Jaime T. Licauco: Psychic Surgery as a Spiritual Practice


I believe that any discussion about mystical and paranormal happenings in the Philippines will not be complete without mentioning the most sensational and controversial form of faith healing, which can only be found in the Philippines—namely, bare-handed psychic surgery.

The many reports and books written, especially by foreign visitors and investigators, centered mainly on the sensational aspect of the phenomenon, and not on the mystical and spiritual culture that gave birth to and nurtured it.

The only other country in the world where a similar form of surgery can be found is Brazil. But Brazilian psychic surgeons or spiritual healers use knives, scissors and even a saw to operate on the bodies of patients, whereas Filipino psychic surgeons use only their bare hands to do it.

And this is one reason why many observers and paranormal investigators from the west tend to conclude that Philippine psychic surgery must be completely fraudulent, because they cannot logically explain how our local healers can make an incision on a patient’s body with their bare hands, take out diseased tissues, and then close the incision with hardly a trace of it at all. It just doesn’t make sense from a purely scientific and rational point of view.

But the phenomenon of psychic surgery has been practiced in the Philippines even before the Americans colonized these islands, in 1898, according to the oldest known psychic surgeon discovered by western writers, namely, Eleuterio Terte of San Fabian, Pangasinan.

Before he died at age 79, Terte told me even his grandmother was a psychic surgeon. Terte came to Western attention in the mid-’50s, when two American writers and adventurers included him in a book they wrote, “Into the Strange Unknown.” One of the writers who had a cyst on the elbow had himself treated and cured by Terte.


Undoubtedly, the most well-known, sensational and controversial Filipino healer to emerge in the 1960s to the early ’80s was Antonio “Tony” Agpaoa of Baguio City (but who was originally from Rosales, Pangasinan). He had a flair for the dramatic and the sensational. Only Tony had an organization composed of doctors, nurses and even a lawyer.


Great wealth
Groups of foreigners from the west flocked to his healing centers on Mirador Hill by the busload. He amassed great wealth in the process, and was featured in several international publications, films and magazines. He died in 1982 of a massive stroke and was buried in Baguio City.

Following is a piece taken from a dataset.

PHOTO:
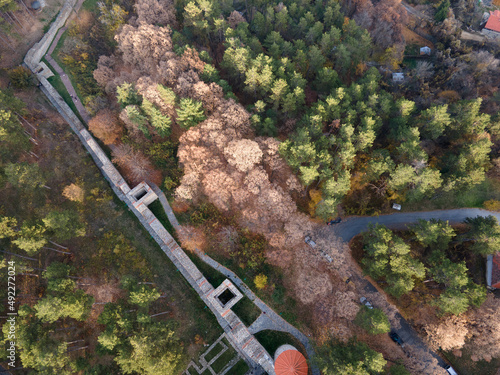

What has been lost in almost all discussions on this topic is the fact that psychic surgery is an integral part of the spiritual practices of the Christian spiritists who perform healing completely without charge.

Those who accepted money from patients, especially from foreigners, either left the national spiritual organization or were expelled from it. Each of them established their own independent spiritual group.

Almost all spiritual healers in the country who practice psychic surgery had their training in the Christian spiritist church. Healing, automatic writing, speaking in tongues, going into a trance and other forms of mediumship were all part of the training of a faith healer.

But one does not become a psychic surgeon by choice. According to them, this is a gift of the Holy Spirit, and only the Holy Spirit chooses to whom the gift would be given. And it takes from five to 10 years of attending the spiritist services before anyone receives the gift of psychic surgery, if at all.

The same is true of the Brazilian type of psychic surgery training. They all come from the Christian spiritist groups. But there are some differences between the Philippine and Brazilian types of Spiritism. I would characterize Philippine Spiritism as essentially “Yin” or feminine energy, whereas the Brazilian type is more “Yang” or masculine.

Brazilian spiritists induce trance states by dancing energetically to the sound of drums and percussion instruments, while Filipino spiritists induce the trance state through prayers, soft chanting and reading special passages in the Bible. Brazilian spiritists, including women, also smoke cigars when in a trance. Filipino spiritists do not do this.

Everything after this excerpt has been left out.